茶が咲いてこの人生の隠し味@建仁寺(1)
三週間程前だったろうか、日経の記事で京都建仁寺(日本で最初の禅寺)の茶の花を取り上げていた。そうか、茶の花かあ、これは見ものだぞ、今度の関西行きでは建仁寺に是非立ち寄って写真と俳句を得ようと意気込んで京都へ行った。
ところが、茶の花は既に終わりかけていた。どうも11月初旬が盛りだったようである。

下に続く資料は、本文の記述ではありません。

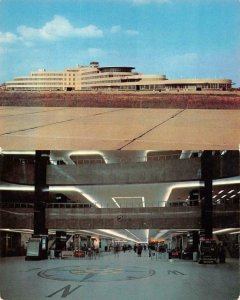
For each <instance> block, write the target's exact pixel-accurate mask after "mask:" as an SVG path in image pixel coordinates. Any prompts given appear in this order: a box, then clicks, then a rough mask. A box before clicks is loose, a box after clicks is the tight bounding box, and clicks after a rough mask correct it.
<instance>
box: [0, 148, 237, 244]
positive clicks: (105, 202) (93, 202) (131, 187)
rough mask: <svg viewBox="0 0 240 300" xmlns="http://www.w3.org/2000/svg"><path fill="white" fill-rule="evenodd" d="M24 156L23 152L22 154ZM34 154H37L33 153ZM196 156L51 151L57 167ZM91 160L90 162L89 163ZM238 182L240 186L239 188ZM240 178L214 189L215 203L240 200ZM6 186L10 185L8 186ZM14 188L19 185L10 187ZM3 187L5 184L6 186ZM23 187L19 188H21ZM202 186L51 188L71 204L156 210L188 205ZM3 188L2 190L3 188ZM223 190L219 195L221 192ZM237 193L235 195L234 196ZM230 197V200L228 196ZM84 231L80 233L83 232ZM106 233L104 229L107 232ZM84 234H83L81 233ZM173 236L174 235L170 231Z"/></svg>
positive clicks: (140, 230) (176, 153)
mask: <svg viewBox="0 0 240 300" xmlns="http://www.w3.org/2000/svg"><path fill="white" fill-rule="evenodd" d="M20 153H21V152H20ZM33 153H34V152H33ZM192 155H198V156H200V155H201V152H197V151H196V152H192V151H182V152H181V151H174V152H172V151H167V152H166V151H165V152H161V151H51V160H52V163H53V164H55V163H56V162H57V161H59V160H61V161H63V162H64V164H69V165H71V164H75V163H76V161H75V162H73V160H72V159H71V157H73V156H74V157H75V159H76V157H77V158H78V157H79V159H80V160H84V159H85V160H86V163H91V156H92V159H93V160H95V159H98V157H100V158H103V160H104V161H105V163H107V164H109V163H121V162H124V163H126V162H139V161H146V160H147V157H148V158H149V159H151V160H160V159H170V158H171V159H172V158H173V157H174V158H176V159H181V158H189V157H191V156H192ZM89 159H90V160H89ZM237 182H238V184H236V183H237ZM239 183H240V177H236V178H229V179H228V180H217V181H215V186H214V189H213V195H216V197H215V198H216V199H215V200H219V199H221V198H222V196H223V195H225V194H226V195H228V196H229V197H231V196H232V195H236V196H237V197H239ZM5 186H6V184H5ZM8 186H9V189H11V187H14V186H15V187H16V188H17V186H16V185H11V184H9V185H8ZM2 187H3V183H2ZM18 187H19V186H18ZM199 187H200V183H199V182H196V181H193V182H187V183H186V182H178V183H153V184H131V185H130V184H129V185H126V184H125V185H101V186H98V185H94V186H73V187H69V186H68V187H61V186H54V187H50V193H51V195H52V197H54V195H55V194H57V193H62V194H64V195H66V196H67V197H68V198H69V201H70V202H71V201H72V202H80V203H89V202H90V203H91V204H92V205H97V206H98V207H113V208H116V207H144V206H145V207H156V206H165V204H166V203H167V202H168V201H169V202H173V201H186V199H187V198H188V196H189V192H190V191H191V190H192V189H196V188H197V189H198V188H199ZM0 188H1V187H0ZM221 190H223V192H221V193H220V194H219V192H220V191H221ZM232 190H234V192H231V193H230V191H232ZM226 197H227V196H226ZM80 230H81V229H79V231H80ZM103 230H104V229H103ZM81 232H82V234H84V232H83V231H81ZM170 232H171V231H170ZM92 233H93V234H97V235H105V236H108V237H115V238H117V237H118V238H121V239H123V240H124V239H126V240H128V239H129V240H131V241H135V242H146V241H147V239H148V238H155V239H156V238H161V237H163V236H166V235H167V232H166V231H164V230H161V228H157V229H156V230H150V231H149V230H147V229H143V230H131V231H129V230H127V229H122V230H114V231H101V230H94V231H92Z"/></svg>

それでも法堂(右の写真)の周りの生垣を探索して得たのがこの写真である。
「茶は養生の仙薬なり…」ではじまる『喫茶養生記』を著し、お茶を日本に広めた人、栄西禅師が開いたのが建仁寺。そういうご縁もあって建仁寺に茶が植えられているのだろう。ご縁があれば人生の隠し味を求めて盛りの頃にまた訪ねたい。

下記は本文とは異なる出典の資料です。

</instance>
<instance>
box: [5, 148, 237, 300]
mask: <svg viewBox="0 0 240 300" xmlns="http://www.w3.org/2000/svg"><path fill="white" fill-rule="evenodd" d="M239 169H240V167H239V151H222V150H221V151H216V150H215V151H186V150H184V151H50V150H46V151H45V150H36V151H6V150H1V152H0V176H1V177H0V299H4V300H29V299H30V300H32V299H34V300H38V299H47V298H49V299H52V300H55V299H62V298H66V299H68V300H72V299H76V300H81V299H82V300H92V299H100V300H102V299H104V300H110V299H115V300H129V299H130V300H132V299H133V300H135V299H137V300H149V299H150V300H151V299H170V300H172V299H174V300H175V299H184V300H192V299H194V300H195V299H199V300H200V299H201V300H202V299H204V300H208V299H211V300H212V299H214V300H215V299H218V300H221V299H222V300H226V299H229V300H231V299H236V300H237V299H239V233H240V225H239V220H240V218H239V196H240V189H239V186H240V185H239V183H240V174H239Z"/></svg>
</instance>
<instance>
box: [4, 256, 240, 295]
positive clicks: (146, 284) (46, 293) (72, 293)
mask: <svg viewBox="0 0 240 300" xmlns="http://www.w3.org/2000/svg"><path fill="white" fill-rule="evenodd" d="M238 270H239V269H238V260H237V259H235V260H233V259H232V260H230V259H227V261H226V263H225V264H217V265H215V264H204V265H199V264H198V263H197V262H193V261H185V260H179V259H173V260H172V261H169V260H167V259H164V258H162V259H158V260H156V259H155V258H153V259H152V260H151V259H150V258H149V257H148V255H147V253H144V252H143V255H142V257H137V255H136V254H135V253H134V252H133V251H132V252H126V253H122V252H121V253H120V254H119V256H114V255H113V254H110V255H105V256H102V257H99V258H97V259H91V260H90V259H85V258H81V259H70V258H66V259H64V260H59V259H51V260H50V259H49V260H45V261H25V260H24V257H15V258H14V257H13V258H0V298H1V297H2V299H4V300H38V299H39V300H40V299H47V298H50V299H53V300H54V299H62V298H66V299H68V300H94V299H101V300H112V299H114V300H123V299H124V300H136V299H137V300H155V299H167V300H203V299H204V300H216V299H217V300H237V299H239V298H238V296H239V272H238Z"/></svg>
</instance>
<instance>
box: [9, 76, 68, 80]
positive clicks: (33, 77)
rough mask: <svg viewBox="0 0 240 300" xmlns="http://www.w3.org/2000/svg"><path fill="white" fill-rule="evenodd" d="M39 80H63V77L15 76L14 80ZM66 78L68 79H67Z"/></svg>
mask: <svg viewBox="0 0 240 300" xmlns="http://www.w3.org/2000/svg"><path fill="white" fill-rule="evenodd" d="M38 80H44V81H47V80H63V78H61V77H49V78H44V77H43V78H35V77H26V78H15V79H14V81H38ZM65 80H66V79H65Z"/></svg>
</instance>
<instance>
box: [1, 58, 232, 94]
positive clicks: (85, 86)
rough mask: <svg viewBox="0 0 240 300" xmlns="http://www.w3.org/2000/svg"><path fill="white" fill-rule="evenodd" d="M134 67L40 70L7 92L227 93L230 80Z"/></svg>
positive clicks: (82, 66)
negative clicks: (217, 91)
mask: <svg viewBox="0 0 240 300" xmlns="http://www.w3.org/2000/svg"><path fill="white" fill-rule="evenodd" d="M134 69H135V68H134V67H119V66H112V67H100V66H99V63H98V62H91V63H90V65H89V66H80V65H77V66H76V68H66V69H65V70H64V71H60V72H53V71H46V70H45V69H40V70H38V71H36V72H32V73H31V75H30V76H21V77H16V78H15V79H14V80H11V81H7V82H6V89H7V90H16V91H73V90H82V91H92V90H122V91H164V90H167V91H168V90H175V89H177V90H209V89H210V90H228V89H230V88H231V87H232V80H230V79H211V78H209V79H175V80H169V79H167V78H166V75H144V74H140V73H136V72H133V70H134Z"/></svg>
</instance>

ところで、茶の花にはじーんと来る佳句があるので引いておく。
茶の花や些事も大事も人まかせ 飯島晴子
茶の花に出て老人のひとりごと 黛 執
茶の花や臍に艶ある観世音 神戸周子
茶が咲いて肩のほとりの日暮かな 草間時彦
建仁寺は祇園の町中にある。そして、十一月三連休に京都へ車を乗り入れるのは狂気の沙汰。そこで、前日泊した田辺の駅前スーパー駐車場に車を置いて、近鉄・京阪を乗り継いで四条河原町へ、そこから祇園の町並みを見物しながら建仁寺へ行った。その途中、四条通りの向こう側を舞妓さん二人が歩いているのを発見してスナップショットしたのがこの写真だ。後姿のうなじを捉えた写真もあるが残念ながらピンボケなのでこの写真で代替する。
ところで田辺の駅前スーパーの駐車場は駐車料金フリーであった(しぶちん俺でも覚悟していたのに)。平和堂さん、ありがとう。ご縁があれば今度は買い物するからね。